È indubbio che l'obiettivo dell'Amministrazione è quello di massimizzare le condizioni di opinabilità interpretativa di quei contesti normativi laschi, come appunto l'inerenza dei costi.
Si ritiene, peraltro, che il concetto di inerenza è un principio di carattere generale in cui tocca al contribuente fornire elementi di chiarezza laddove le ultime decisioni giurisprudenziali di cui sopra hanno sicuramente dato un contributo ad una deducibilità dei costi a maglie più larghe.
La legislazione in materia di reddito d'impresa, così come è scritta, può prevedere quindi limitazioni, esclusioni parziali, condizioni particolari, certamente con lo spirito di evitare abusi, ma non può arrivare mai ad escludere aprioristicamente e totalmente la deduzione di un componente negativo di reddito, sostenuto nell'esercizio di un'attività imprenditoriale se regolarmente documentato e se sono rispettati i principi fondamentali della competenza, dell'oggettiva determinazione o presumibile determinabilità dell'onere, e quello di inerenza ancor più se dimostrata: perché questo non è scritto in nessuna norma, tanto meno nel Tuir.
Peraltro, sul punto recentissima anche la decisione della giurisprudenza di merito CTR Brescia 3421/15 del 20 luglio 2015 secondo cui non è ammissibile alcun sindacato da parte del Fisco sull’economicità e congruità dei costi sostenuti dall’impresa per pubblicità e/o sponsorizzazione di un’associazione sportiva dilettantistica. In sostanza, è illegittimo l’accertamento dell’antieconomicità di una sponsorizzazione, se è fondato solo sull’assenza di maggiori ricavi conseguiti in quell’anno. Quella riguardante la pubblicità è una scelta dell’imprenditore cui non può automaticamente conseguire l’indeducibilità del costo. Ciò significa, infatti, che non si può avere alcuna certezza sui maggiori ricavi conseguibili, tanto più che il riscontro sui risultati raggiunti è possibile solo a posteriori, quando cioè l’esercizio è già concluso. Va da sé, quindi, che anche un’errata valutazione dell’imprenditore sulla forma pubblicitaria scelta, non si può certo sanzionare con l’indeducibilità fiscale.
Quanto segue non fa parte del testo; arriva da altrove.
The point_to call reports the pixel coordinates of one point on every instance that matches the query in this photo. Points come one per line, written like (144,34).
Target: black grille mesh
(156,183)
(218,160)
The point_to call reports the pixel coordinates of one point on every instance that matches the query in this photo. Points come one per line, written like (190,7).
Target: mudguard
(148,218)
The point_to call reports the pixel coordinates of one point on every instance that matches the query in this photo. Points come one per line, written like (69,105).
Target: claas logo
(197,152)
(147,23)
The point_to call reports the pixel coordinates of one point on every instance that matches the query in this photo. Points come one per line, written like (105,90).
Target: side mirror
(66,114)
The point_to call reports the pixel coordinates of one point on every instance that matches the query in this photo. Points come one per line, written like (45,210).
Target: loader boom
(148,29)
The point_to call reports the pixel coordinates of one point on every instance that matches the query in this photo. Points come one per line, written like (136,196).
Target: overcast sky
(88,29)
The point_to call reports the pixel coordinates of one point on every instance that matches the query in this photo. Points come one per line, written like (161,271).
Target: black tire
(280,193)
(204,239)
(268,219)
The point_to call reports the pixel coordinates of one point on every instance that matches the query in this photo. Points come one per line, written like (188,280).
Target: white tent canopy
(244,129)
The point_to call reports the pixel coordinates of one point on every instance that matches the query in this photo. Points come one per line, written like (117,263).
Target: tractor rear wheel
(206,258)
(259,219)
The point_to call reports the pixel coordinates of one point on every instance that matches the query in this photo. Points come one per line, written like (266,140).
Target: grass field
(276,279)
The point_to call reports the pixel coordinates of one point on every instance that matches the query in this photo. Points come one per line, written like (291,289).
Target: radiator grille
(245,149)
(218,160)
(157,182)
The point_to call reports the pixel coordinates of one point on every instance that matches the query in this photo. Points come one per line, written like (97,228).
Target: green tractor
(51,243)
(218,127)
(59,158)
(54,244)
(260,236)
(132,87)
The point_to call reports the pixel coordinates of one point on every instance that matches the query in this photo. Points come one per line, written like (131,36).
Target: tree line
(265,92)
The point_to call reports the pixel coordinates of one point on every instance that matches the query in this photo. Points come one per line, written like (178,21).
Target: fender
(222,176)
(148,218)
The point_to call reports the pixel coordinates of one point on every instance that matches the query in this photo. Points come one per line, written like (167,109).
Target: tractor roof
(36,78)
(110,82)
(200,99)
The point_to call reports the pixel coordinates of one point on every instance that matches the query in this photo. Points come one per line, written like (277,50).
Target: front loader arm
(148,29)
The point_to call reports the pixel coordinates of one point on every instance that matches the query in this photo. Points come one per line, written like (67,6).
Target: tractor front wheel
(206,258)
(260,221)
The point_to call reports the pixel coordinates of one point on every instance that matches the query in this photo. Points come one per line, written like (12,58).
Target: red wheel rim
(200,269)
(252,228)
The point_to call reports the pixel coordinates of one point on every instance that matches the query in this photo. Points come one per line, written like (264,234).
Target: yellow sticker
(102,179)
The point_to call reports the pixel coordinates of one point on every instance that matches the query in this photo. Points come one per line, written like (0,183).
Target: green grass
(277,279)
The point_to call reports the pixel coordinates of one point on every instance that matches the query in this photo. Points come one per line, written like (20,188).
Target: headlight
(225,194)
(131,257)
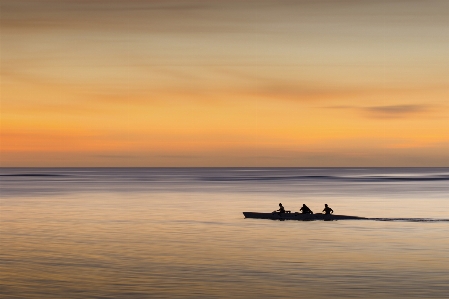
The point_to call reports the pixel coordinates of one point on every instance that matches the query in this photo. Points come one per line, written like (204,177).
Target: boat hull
(298,216)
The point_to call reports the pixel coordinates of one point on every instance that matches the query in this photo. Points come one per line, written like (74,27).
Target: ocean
(180,233)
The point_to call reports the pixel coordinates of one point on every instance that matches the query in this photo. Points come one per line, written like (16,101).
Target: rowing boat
(299,216)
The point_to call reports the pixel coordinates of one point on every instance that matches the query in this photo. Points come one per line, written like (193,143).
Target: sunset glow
(224,83)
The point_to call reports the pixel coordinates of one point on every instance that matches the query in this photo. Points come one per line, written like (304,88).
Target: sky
(163,83)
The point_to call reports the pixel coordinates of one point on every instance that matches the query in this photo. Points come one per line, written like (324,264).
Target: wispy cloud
(387,111)
(395,111)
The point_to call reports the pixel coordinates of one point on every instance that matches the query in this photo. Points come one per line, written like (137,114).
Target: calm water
(180,233)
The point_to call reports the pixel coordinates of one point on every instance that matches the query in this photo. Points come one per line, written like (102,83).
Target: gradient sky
(224,83)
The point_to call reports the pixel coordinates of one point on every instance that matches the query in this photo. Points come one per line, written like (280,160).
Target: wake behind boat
(299,216)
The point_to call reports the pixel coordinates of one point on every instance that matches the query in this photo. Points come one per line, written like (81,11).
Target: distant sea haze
(180,233)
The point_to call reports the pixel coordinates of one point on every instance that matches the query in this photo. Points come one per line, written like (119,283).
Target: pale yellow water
(165,234)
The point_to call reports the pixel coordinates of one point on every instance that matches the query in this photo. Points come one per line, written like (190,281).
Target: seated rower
(327,210)
(281,209)
(305,209)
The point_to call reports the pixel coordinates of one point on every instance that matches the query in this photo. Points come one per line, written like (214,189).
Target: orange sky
(224,83)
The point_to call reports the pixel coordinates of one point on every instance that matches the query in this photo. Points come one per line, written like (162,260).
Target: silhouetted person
(305,209)
(327,210)
(281,209)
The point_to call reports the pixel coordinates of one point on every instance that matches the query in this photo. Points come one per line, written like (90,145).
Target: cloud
(387,111)
(395,111)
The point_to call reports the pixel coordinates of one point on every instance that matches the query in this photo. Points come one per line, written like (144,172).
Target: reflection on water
(177,233)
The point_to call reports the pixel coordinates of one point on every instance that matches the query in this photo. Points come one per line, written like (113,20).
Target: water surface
(180,233)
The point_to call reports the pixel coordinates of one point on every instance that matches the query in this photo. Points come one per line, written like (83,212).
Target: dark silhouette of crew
(281,209)
(327,210)
(305,209)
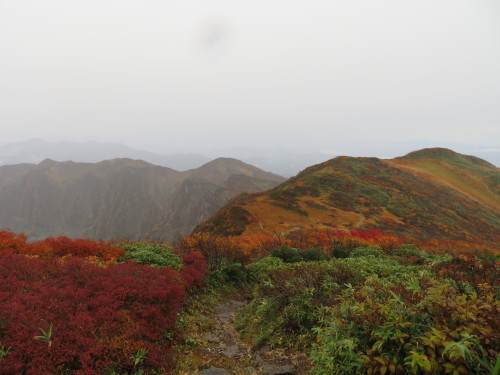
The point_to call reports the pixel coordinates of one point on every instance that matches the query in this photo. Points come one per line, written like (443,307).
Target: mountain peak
(447,155)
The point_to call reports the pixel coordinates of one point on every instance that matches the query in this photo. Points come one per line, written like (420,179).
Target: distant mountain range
(431,193)
(283,161)
(36,150)
(120,198)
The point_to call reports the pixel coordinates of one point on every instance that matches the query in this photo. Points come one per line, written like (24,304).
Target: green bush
(405,327)
(291,255)
(340,252)
(153,254)
(367,251)
(287,254)
(407,250)
(230,274)
(260,270)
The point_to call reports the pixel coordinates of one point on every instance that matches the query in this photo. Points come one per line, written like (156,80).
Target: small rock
(231,351)
(265,349)
(237,304)
(213,371)
(211,338)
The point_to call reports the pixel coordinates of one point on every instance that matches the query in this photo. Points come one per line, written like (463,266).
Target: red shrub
(100,316)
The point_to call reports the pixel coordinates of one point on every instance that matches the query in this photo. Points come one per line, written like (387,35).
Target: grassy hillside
(432,193)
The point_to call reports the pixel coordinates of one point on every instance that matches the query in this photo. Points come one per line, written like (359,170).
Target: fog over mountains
(283,161)
(120,198)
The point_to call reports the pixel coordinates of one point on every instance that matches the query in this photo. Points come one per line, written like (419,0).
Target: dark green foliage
(340,251)
(231,274)
(155,255)
(291,255)
(367,251)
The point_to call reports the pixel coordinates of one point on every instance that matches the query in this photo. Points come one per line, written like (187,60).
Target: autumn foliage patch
(68,315)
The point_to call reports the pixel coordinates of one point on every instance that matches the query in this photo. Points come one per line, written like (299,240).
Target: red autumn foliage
(59,246)
(100,316)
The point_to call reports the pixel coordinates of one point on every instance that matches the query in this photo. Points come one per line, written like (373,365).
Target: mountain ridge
(348,193)
(115,199)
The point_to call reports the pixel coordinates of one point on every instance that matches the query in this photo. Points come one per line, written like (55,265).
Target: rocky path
(229,355)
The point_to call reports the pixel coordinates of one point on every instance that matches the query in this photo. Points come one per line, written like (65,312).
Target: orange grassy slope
(431,193)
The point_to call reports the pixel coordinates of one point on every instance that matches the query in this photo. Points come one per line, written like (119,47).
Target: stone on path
(213,371)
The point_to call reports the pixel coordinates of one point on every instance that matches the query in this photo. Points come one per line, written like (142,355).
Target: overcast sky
(192,75)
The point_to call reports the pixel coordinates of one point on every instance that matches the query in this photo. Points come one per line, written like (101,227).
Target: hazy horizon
(343,77)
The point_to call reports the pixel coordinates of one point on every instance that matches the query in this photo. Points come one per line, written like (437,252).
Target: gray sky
(192,75)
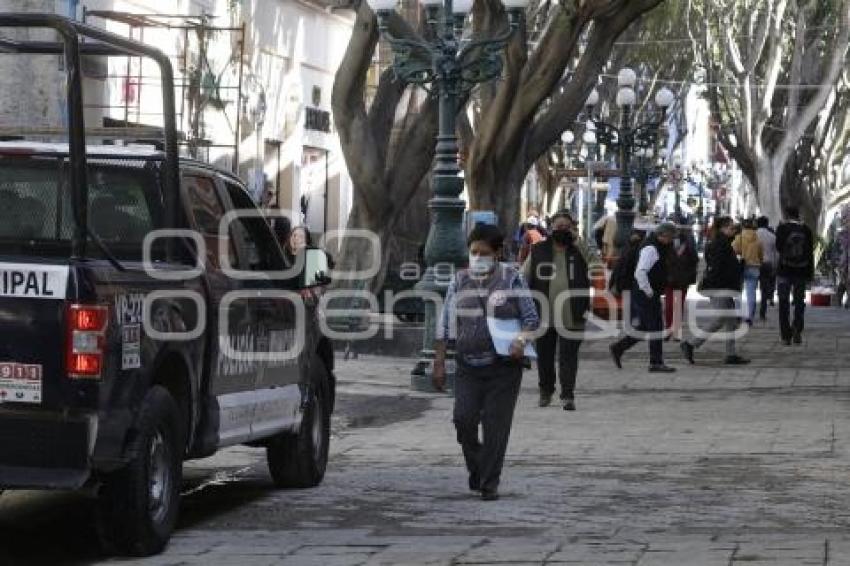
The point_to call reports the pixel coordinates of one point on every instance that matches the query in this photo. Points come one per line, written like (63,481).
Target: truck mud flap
(12,477)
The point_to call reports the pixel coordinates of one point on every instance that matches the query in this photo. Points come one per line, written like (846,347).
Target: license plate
(20,383)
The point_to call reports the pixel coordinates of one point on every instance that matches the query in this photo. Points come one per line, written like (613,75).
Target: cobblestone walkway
(711,465)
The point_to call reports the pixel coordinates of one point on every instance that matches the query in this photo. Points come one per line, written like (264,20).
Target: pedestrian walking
(748,247)
(645,311)
(682,264)
(623,275)
(532,235)
(721,283)
(486,384)
(770,261)
(795,243)
(557,268)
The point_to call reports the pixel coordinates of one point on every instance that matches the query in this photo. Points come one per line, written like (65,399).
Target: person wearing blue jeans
(751,281)
(749,248)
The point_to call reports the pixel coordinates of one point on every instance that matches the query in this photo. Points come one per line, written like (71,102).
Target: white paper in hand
(503,331)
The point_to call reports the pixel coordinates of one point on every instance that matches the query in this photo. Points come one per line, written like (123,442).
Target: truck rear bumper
(45,450)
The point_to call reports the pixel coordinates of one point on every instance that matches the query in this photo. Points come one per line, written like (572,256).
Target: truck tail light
(86,340)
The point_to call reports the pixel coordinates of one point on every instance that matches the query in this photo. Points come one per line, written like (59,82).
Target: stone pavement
(711,465)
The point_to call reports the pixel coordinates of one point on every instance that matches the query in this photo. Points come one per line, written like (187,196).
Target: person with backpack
(795,243)
(770,260)
(721,283)
(682,264)
(650,278)
(555,267)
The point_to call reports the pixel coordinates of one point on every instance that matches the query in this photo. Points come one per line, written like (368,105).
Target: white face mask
(481,265)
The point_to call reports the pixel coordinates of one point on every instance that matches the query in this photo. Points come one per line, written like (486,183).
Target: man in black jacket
(721,283)
(650,280)
(795,244)
(558,266)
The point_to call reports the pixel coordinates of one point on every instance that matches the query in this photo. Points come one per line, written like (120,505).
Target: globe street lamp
(625,139)
(646,167)
(447,66)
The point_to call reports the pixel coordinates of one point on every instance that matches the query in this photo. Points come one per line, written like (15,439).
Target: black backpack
(795,250)
(623,275)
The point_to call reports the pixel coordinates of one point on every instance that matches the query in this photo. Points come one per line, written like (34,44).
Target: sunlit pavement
(711,465)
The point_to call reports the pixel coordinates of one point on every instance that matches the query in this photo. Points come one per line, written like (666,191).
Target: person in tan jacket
(748,247)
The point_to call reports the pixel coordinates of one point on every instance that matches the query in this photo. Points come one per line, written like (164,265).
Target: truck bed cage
(79,39)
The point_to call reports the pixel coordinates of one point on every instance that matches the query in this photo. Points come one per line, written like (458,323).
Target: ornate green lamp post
(448,66)
(625,139)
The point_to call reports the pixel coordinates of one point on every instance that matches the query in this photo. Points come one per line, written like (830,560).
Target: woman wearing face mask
(721,282)
(557,267)
(486,384)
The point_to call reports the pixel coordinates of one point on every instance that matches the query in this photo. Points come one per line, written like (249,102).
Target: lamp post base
(445,251)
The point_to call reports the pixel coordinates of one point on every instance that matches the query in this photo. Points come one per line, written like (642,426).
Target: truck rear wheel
(138,505)
(300,459)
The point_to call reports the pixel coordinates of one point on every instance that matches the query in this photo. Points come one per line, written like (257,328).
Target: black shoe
(687,351)
(489,495)
(616,354)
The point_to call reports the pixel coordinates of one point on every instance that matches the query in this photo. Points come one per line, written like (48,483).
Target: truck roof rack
(79,39)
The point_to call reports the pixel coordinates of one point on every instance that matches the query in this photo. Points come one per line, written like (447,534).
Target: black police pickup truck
(147,316)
Ed ancora, per una buona difesa del contribuente oltre la citazione giurisprudenziale di cui sopra, si consiglia di conservare la documentazione quale ad esempio foto di eventi, di striscioni, di tabelloni ecc. che dimostrino le modalità di esecuzione della sponsorizzazione/pubblicità ovvero come è stato eseguito il contratto. Tale contratto, poi, deve contenere in modo accurato e preciso gli accordi, le prestazioni da eseguire, i tempi, le modalità e le tariffe. Utile alla congruità del costo è la verifica delle tariffe ordinariamente applicate sul mercato per ciascuna prestazione pubblicitaria. Infine è opportuno provare il concreto sostenimento del costo laddove è necessario un metodo di pagamento tracciabile ovvero assegni, ricevute bancarie, bonifici escludendo i contanti.